In my opinion, the evidence does not support the costs of cleaning or repairs.  The estimates prepared by the applicant include the replacement of three light bulbs at an estimated cost of $84, of which $69 is attributed to labour.  The photographic evidence regarding the appliance does not, in my opinion, indicate a major cleaning job, nor does the stain on the tile floor.  The applicant stated that the work was put out to competitive tender.  I can not accept that the work could not have been completed for a more reasonable price.  The cost claimed appears typical of skilled trade costs.  Surely the landlord could have located persons to clean appliances, replace light bulbs, and rehang light shades at a more reasonable rate.  Other than the minor wall patching, some of which may not even be tenant damage, all of the work could have been completed by relatively unskilled labour.  In my opinion, all of the required work could have been completed at a cost of $500.  Section 42 of the Residential Tenancies Act obligates a tenant to repair damages which are caused by the tenant’s negligence.  When a tenant fails to repair a rental officer may, on the application of a landlord, require a tenant to pay any reasonable expenses directly associated with the repair.  The tenant’s breach of the obligation to repair does not entitle the landlord to actual costs of repair, regardless of the amount. [Emphasis in original]

The appellant submits that there was no evidence to support the conclusion that the work could have been done for a lower price.  I do not agree.  The Rental Officer had before him the written estimates and photographs of the damage.  Because the Act empowers the Rental Officer to determine the reasonable expense for the repairs, the Rental Officer is per force entitled to express his opinion as to that expense.  Admittedly there was no evidence to say that the repairs could actually have been done at a cost of $500.00.  But that is not what the Rental Officer was required to decide.  No matter what the actual cost is, the Rental Officer may determine the reasonable expense to be paid by the tenant.  The reasons quoted above provide a tenable explanation for the conclusion.  In that sense, I cannot agree that the decision is arbitrary.

It is not the $500.00 decision in isolation that must be examined.  That would be the application of the correctness standard.  No matter what I may think of that conclusion, it is the reasons in support of that decision that must be reviewed in the context of the evidence that was before the Rental Officer and the inferences that were open to be drawn from that evidence.


There is no doubt that a decision made on the basis of no evidence is one that cannot stand.  But, as noted in the Dr.

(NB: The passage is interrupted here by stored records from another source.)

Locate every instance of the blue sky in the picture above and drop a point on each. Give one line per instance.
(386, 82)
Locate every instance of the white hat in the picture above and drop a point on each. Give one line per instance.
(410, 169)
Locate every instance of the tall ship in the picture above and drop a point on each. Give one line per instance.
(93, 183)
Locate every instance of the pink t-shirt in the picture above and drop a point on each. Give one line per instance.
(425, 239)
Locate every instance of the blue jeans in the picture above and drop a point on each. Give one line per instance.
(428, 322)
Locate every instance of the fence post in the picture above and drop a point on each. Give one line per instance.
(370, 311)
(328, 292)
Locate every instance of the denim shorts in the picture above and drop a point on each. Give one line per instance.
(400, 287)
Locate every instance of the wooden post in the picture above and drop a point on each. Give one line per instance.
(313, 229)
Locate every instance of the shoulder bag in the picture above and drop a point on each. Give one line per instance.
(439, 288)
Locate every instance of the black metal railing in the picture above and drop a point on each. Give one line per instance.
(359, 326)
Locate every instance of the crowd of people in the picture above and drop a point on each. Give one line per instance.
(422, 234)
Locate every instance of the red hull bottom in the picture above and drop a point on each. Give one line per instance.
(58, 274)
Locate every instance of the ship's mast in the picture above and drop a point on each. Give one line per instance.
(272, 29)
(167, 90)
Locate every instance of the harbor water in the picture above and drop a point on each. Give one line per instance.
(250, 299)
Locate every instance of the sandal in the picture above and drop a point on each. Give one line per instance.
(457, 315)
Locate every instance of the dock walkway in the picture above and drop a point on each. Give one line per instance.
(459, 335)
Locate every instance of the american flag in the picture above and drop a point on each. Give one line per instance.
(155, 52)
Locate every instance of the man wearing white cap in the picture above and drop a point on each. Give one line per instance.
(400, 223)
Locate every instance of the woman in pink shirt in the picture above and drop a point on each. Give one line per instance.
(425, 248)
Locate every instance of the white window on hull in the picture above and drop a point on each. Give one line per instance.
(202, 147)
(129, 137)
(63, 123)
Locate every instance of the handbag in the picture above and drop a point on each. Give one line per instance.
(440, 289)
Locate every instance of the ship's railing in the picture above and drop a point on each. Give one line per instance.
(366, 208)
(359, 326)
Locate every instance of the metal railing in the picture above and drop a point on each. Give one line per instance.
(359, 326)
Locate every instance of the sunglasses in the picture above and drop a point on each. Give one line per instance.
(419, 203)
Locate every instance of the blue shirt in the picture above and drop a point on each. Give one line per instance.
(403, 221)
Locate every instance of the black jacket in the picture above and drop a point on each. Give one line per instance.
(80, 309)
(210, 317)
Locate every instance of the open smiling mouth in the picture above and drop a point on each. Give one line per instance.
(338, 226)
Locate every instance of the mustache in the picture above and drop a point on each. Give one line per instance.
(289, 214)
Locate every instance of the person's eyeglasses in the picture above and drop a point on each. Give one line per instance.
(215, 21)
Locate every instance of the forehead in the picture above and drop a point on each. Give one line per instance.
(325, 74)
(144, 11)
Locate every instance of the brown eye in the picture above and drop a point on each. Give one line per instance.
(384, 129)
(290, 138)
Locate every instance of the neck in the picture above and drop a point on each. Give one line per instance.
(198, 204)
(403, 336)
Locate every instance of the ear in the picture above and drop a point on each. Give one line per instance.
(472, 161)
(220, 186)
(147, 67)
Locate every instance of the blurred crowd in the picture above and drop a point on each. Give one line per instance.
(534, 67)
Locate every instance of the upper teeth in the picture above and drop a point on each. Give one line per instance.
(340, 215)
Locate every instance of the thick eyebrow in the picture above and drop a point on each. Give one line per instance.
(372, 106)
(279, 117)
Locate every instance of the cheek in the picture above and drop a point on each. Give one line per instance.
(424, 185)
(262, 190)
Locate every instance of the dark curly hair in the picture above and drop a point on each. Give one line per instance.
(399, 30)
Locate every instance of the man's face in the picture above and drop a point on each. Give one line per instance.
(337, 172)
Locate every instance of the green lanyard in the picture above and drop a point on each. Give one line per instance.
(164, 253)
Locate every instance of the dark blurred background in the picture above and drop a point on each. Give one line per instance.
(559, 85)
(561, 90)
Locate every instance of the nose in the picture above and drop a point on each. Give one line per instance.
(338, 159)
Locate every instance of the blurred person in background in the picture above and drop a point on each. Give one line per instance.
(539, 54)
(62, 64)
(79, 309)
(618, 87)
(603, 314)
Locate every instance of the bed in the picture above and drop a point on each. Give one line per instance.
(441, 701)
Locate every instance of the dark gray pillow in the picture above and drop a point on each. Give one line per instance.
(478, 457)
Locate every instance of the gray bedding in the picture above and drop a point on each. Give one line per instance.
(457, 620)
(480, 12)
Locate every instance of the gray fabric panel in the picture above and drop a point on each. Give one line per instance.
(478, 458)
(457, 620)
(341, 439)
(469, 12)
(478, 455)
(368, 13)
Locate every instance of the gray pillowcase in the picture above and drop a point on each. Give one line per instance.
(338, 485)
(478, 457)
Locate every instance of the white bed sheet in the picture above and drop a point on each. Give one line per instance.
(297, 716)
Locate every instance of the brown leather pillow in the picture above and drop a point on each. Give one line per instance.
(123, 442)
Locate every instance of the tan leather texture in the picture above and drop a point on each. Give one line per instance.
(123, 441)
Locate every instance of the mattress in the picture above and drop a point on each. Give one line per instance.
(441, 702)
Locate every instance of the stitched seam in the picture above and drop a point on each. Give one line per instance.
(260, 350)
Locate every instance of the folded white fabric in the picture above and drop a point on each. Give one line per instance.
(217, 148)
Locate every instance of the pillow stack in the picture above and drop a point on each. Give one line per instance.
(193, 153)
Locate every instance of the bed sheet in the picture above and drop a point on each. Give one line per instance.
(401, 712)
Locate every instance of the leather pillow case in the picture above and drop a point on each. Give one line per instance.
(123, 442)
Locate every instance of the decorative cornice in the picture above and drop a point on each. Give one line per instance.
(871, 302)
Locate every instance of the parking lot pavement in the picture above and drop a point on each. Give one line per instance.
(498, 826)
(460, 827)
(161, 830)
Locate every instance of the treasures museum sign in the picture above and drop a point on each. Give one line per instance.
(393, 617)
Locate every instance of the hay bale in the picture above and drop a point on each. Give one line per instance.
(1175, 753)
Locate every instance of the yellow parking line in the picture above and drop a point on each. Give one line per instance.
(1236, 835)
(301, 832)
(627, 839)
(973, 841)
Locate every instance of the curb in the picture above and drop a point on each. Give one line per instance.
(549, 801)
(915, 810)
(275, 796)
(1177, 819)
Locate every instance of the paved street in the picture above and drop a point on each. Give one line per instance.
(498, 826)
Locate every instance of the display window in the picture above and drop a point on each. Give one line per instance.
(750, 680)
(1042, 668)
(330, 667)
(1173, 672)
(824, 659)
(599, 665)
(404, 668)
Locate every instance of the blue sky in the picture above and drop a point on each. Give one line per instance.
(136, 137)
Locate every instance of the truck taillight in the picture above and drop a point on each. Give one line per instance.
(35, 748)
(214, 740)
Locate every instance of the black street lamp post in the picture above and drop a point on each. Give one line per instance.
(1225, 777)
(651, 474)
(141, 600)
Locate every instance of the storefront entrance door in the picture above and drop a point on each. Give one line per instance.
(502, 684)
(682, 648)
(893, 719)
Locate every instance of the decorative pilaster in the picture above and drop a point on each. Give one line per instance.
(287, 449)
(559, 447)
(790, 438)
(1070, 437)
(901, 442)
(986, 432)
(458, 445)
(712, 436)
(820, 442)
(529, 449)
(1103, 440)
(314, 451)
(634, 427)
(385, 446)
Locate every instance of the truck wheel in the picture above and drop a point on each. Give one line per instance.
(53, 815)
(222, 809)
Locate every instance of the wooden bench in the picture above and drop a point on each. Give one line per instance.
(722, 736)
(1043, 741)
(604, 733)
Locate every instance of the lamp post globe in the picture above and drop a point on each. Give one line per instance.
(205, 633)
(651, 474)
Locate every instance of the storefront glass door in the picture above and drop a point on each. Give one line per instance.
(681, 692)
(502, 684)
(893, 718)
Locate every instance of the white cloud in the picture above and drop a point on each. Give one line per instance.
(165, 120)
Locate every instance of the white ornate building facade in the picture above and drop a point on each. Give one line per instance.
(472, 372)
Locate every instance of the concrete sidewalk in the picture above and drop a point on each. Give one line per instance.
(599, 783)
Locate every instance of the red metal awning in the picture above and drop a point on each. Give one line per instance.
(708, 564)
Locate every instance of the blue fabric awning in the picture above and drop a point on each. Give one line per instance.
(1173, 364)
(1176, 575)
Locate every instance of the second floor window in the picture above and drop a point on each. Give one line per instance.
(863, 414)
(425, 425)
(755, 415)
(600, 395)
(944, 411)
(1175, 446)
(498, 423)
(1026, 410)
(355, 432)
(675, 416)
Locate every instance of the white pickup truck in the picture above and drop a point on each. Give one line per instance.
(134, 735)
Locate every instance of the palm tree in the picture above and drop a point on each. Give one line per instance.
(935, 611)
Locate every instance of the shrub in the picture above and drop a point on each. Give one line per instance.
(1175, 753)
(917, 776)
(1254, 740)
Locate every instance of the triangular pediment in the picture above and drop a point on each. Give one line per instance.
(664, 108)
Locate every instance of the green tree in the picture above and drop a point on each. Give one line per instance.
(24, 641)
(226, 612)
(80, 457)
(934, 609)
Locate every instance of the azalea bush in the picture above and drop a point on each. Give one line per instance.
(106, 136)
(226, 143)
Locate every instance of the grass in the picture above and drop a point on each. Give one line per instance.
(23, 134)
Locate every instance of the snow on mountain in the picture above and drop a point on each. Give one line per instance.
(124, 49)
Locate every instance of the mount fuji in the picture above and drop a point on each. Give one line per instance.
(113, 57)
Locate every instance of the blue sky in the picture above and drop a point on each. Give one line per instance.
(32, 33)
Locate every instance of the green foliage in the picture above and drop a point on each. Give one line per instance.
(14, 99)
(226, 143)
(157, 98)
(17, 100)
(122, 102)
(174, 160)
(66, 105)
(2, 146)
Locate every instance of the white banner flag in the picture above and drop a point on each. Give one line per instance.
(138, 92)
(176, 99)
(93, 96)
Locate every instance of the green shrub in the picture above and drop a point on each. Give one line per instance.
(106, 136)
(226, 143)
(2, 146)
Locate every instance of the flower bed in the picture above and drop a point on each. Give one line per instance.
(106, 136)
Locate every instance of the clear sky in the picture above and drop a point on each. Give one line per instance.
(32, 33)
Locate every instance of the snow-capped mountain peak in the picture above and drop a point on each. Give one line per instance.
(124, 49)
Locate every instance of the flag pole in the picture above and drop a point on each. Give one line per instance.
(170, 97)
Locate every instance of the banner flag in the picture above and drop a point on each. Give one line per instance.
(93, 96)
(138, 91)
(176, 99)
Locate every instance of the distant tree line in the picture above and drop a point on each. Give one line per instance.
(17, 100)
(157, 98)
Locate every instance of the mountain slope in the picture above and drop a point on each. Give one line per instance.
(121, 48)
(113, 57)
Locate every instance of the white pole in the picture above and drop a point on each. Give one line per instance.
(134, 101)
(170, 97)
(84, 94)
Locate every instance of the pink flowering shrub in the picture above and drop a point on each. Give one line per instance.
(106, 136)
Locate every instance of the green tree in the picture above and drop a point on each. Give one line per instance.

Q. case (at para. 22), it is not sufficient to simply identify a categorical error, such as no evidence.  Rather, the identification of the appropriate standard of review will determine the analysis to be undertaken.  Here, in my opinion, the reasons given by the Rental Officer can withstand the somewhat probing examination that the reasonableness standard calls for.  There was evidence from which the Rental Officer could form certain common sense opinions to enable the determination of the reasonable expenses for repairs to be paid by the respondent.

For these reasons, the appeal is dismissed.  There will be no order for costs.





            J.Z. Vertes,
                 J.S.C.


Dated at Yellowknife, NT
this 2nd day of May, 2005.


Counsel for the Appellant:  Glenn Tait
No one appearing for the Respondent.